Use Intune to Block Access to the C Drive
Blocking the C drive has always been one of the common restrictions that Group Policy admins enforced for standard user accounts. There are multiple reasons for restricting access to the C Drive for non admin users.
- The first is system stability because it prevents basic users from accessing, altering, or deleting critical system files on their computers, thus minimizing potential issues that disrupt desktop operations and initiate a help desk ticket.
- It reduces the chances of malware being introduced into the system and prevents users from installing unauthorized applications, opening suspicious files or clicking on malicious executables.
- Blocking the C drive in some cases may be required by compliance regulations to restrict user access to certain system resources.
- Keeping users out of the C drive can potentially simplify troubleshooting as it eliminates user file tampering.
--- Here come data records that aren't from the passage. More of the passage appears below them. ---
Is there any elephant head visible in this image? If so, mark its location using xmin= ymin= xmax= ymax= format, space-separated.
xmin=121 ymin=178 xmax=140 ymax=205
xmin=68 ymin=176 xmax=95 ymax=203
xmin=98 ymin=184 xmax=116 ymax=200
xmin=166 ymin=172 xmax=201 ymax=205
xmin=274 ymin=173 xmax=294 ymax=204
- For shared desktop computers it can help protect the data of other users who have logged onto the device
Because Intune uses many of the same Windows Administrative Templates, it is easy to block C Drive access with Intune as well. Using the Microsoft Intune admin center, go to Devices > Configuration Profiles and click “Create profile.” Select “Windows 10 and later” as the Platform and Administrative Templates as the profile. Name the configuration profile and go to User Configuration > Windows Components > File Explorer as shown in the screenshot below.
Scroll down through the settings and select “Prevent access to drives from My Computer” and choose Enabled. You can then select the drives you wish to block access to as shown below.
Click OK and click next. Then assign the configuration profile to the designated groups and you are done.